[Date Prev][Date Next][Thread Prev][Thread Next][Date Index][Thread Index]

Re: [Condor-users] killing globus-job-managers



Steven Timm wrote:
> On Wed, 19 Jul 2006, Michael Thomas wrote:
> 
> 
>>Once again I started seeing high loads on my gatekeeper due to a large
>>number of globus-job-manager processes.
>>
>>I started to kill some of the older (> 1 day) g-j-m processes and saw an
>>immediate reduction in the system load, as I had expected.
> 
> 
> Oftentimes you just need to find the right one that is hung and
> then all the rest of them will clear out on their own.
> This is especially true when you do ps auxwww and see some in state D,
> waiting on nfs I/O.

Finding that one or two that are hung is not that easy, when it appears
that most of them are hung.  pstree doesn't show any tree output, just a
list of unrelated globus-job-manager jobs.  Even if I manage to kill 50%
of the supposedly hung g-j-m processes, the rest aren't able to clear
out on their own because there are so darned many for all users, and
more g-j-m processes keep coming back.

>>My question:  Is it ok to start arbitrarily killing some of these g-j-m
>>processes?  What effect will it have on the corresponding jobs?
> 
> 
> I usually look to see if the corresponding job has exited the queue 
> already.  If so, there's no harm in killing it.
> Even if the job hasn't exited, condor-g will restart another
> jobmanager when it needs to.

How do you find the corresponding job?  I didn't see anything obvious in
condor_q -l that would indicate which job they are attached to.  And in
many cases, there are more g-j-m jobs than user jobs.
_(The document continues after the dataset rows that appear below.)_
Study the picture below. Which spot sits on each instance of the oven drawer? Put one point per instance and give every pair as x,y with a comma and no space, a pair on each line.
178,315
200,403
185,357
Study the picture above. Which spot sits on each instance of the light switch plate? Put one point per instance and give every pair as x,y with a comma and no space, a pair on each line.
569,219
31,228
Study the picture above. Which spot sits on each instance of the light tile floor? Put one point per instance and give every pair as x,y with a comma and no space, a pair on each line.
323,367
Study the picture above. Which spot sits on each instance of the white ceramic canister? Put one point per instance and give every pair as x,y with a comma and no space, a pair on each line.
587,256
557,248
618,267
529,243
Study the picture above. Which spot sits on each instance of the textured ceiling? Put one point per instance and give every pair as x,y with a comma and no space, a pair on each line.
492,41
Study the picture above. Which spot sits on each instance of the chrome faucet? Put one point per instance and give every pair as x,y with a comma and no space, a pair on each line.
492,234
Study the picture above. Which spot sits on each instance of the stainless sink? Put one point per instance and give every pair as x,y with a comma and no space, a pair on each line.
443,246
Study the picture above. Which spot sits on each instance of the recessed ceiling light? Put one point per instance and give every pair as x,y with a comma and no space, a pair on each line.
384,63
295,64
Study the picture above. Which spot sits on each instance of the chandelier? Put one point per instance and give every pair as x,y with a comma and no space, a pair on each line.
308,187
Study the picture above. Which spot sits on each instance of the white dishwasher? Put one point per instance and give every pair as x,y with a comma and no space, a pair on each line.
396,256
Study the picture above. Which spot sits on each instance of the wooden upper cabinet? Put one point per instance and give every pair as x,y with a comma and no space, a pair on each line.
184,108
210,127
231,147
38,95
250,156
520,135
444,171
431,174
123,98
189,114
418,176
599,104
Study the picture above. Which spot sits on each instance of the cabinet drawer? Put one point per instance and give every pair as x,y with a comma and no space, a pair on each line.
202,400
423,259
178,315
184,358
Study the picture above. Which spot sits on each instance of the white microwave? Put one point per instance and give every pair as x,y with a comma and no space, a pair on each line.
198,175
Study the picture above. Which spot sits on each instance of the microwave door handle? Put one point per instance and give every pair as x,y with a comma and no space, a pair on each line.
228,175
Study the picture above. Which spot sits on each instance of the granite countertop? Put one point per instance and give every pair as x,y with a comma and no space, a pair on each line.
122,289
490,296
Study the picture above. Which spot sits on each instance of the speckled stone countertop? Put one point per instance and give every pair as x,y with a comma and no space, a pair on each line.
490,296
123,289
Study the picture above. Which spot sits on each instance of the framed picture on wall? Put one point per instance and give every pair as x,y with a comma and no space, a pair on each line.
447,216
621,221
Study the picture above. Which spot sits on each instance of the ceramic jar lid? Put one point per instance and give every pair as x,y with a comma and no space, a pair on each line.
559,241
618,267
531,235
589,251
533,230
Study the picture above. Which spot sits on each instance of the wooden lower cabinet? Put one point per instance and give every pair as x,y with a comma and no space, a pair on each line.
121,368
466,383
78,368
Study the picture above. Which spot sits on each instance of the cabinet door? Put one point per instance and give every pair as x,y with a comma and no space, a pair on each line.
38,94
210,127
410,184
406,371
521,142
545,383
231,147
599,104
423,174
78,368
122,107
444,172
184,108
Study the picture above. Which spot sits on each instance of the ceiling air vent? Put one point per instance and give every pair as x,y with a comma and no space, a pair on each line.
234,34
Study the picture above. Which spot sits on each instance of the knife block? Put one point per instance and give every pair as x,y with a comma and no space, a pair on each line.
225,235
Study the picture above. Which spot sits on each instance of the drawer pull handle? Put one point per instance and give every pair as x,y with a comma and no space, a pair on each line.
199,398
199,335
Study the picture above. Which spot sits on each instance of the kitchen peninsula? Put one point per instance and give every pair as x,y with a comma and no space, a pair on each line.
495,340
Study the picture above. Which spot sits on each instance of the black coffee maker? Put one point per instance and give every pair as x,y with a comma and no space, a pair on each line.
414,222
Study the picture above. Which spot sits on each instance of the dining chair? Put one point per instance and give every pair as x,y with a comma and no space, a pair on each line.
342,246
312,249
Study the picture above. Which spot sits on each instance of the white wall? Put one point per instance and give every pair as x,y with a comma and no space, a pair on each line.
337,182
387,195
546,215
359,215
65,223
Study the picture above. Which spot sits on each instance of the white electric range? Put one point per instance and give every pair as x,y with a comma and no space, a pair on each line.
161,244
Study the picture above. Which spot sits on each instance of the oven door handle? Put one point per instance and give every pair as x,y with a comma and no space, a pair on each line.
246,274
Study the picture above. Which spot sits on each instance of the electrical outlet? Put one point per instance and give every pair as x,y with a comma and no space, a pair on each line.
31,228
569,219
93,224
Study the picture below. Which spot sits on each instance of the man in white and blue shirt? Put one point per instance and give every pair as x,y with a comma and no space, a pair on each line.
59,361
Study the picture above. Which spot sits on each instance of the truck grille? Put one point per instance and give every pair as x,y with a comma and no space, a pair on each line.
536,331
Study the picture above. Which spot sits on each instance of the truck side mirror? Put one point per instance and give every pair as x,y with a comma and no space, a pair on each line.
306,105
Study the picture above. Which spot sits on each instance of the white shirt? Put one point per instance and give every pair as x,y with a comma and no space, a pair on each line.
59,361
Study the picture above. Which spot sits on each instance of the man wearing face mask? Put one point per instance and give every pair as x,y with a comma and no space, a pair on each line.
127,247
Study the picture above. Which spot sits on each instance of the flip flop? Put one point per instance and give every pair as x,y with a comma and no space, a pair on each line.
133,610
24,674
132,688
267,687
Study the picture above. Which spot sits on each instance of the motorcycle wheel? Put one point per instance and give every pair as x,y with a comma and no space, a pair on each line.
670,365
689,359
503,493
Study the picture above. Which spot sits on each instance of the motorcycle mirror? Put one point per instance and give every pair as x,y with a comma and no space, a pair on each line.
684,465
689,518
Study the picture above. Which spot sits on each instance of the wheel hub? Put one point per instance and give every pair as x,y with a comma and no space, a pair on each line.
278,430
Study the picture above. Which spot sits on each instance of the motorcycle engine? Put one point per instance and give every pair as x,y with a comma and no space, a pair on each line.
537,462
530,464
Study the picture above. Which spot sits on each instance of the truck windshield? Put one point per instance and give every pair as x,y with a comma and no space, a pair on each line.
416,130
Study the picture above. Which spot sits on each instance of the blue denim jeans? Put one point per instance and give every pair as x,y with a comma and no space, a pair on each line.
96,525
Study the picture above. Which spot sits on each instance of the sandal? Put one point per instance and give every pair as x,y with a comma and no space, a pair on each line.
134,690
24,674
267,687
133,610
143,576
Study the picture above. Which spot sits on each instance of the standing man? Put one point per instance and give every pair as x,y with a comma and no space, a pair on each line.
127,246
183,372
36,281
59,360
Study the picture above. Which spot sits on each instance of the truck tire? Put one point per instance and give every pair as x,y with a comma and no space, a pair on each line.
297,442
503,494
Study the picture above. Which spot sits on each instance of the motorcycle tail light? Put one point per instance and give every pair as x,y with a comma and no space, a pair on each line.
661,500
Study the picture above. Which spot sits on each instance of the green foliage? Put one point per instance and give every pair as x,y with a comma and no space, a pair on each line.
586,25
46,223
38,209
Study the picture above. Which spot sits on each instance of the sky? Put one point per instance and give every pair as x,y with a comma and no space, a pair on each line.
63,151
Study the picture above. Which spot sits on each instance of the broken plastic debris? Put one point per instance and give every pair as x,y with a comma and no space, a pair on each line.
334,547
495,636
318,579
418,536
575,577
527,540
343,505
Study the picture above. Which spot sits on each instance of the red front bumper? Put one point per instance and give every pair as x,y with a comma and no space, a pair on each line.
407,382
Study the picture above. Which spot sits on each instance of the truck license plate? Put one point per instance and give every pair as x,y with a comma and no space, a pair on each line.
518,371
>>Would it be better/equivalent to condor_rm some of the g-j-m jobs (which
>>are easily identified by their command:  data --dest-url=http://...)?
>>What effect will condor_rm'ing these jobs have for the user?
>>
> 
> These are grid monitor jobs.  they should never under any circumstance
> last more than one hour.  If they do something is really wrong.

Then something is really wrong.

> Cancelling them it will have no effect on whether the user's jobs execute 
> or not, just on what is reported to his condor-g client.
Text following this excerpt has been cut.